Well what about the rest of the Cardinal receiving core? Second year receiver Andy Isabella has been all but confirmed as a massive NFL bust. The former UMASS product was inactive for much of the final quarter of the season before being activated due to injury in the season finale against LA. Isabella is one of Steve Keim’s worst picks in recent memory and it’s fair to question whether or not he makes the team next season.
Then there’s Larry Fitzgerald, who the Cardinals paid another $11 million dollars to in 2020. Yes, he’s absolutely the greatest Arizona Cardinal ever but he’s also 37 in an increasingly young man’s game. By season’s end he was greatly hampered due to injuries and suffered a scary battle with COVID-19.
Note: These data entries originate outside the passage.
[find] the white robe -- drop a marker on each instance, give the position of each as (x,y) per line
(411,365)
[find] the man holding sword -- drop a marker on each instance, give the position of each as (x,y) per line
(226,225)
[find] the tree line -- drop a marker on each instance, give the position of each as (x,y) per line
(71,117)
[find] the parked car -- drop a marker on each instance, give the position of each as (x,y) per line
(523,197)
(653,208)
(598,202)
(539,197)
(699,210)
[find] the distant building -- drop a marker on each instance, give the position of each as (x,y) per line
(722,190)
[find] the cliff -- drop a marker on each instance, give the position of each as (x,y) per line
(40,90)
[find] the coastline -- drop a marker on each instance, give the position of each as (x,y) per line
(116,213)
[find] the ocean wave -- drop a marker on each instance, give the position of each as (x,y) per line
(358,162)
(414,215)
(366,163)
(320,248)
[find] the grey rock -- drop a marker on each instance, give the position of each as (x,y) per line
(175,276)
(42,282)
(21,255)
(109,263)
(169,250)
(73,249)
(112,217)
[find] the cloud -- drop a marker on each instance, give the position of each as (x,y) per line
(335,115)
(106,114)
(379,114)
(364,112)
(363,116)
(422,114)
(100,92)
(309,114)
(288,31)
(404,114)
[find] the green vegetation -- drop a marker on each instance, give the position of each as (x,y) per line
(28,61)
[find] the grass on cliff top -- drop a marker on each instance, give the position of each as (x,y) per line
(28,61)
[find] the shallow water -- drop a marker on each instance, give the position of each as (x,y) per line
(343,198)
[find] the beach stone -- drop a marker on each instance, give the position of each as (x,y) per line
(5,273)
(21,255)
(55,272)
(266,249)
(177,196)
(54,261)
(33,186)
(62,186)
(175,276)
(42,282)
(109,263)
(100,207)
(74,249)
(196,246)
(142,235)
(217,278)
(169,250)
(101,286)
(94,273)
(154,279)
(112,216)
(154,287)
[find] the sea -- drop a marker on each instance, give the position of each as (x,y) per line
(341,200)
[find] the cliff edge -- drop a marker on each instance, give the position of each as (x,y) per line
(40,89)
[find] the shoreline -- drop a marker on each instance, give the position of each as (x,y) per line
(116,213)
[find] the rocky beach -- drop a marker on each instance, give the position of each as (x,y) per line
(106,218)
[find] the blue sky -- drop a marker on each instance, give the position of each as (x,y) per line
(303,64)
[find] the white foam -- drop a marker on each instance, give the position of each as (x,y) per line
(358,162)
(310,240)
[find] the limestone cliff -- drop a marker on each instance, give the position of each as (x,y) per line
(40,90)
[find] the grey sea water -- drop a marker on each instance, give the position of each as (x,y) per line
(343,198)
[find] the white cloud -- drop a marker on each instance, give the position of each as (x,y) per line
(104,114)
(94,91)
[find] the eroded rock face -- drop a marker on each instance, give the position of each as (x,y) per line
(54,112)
At the writing of this article, speculation surrounding Fitzgerald’s NFL future is running ramped but let me just say this...
Shame on the Cardinals for devoting eight figures in a salary cap league to a player that, while effective, has no business being the team’s number two receiver. Again, that’s not on Fitzgerald, rather Keim and company for mismanaging a cap that could have gone to more explosive options within the draft or free agent market.
The Cardinals failed to develop quality depth at CB.
Patrick Peterson, much like Larry Fitzgerald, is a Cardinal legend and will no doubt one day have his jersey hung in the rafters at State Farm Stadium.
But the reality of the situation, today, is that Peterson will be 31 years old next season. The free agent to be was frequently exposed by younger, more athletic receivers in 2020 and yet the Cardinals may be forced to overpay him by default.
That’s because, over the past several offseasons, the team has failed to develop a quality option should they allow Peterson to leave. Back in 2018, Robert Alford was given a bloated three year contract that resulted in a total of zero games played in an Arizona Cardinal uniform. Byron Murphy was the 33rd overall selection in the 2019 draft, and while the former Washington Huskee has shown promise, he has been consistently utilized as an inside slot corner by Vance Joseph.
You could make the argument that journeymen Dre Kirkpatrick, who was signed by the team out of desperation several weeks before the season, was Arizona’s most consistent CB in 2020.
That’s not a good sign moving forward, especially when you take a gander at the free agent cornerback market. Peterson, by all accounts, is certainly the most accomplished and probably the best option for the 2021 season.
But the problem is that Peterson will likely garner several multiyear offers, to which the Cardinals would be foolish to match. Defensive backs, specifically corners, do not age well post 30 and we’ve already seen Peterson’s legs appear to give this season. The franchise tag is an option, however, would be much better served on the emerging 26 year old Haason Reddick.
Steve Keim has backed himself into a “corner”, in more ways than one, and a diminishing salary cap can’t save him now.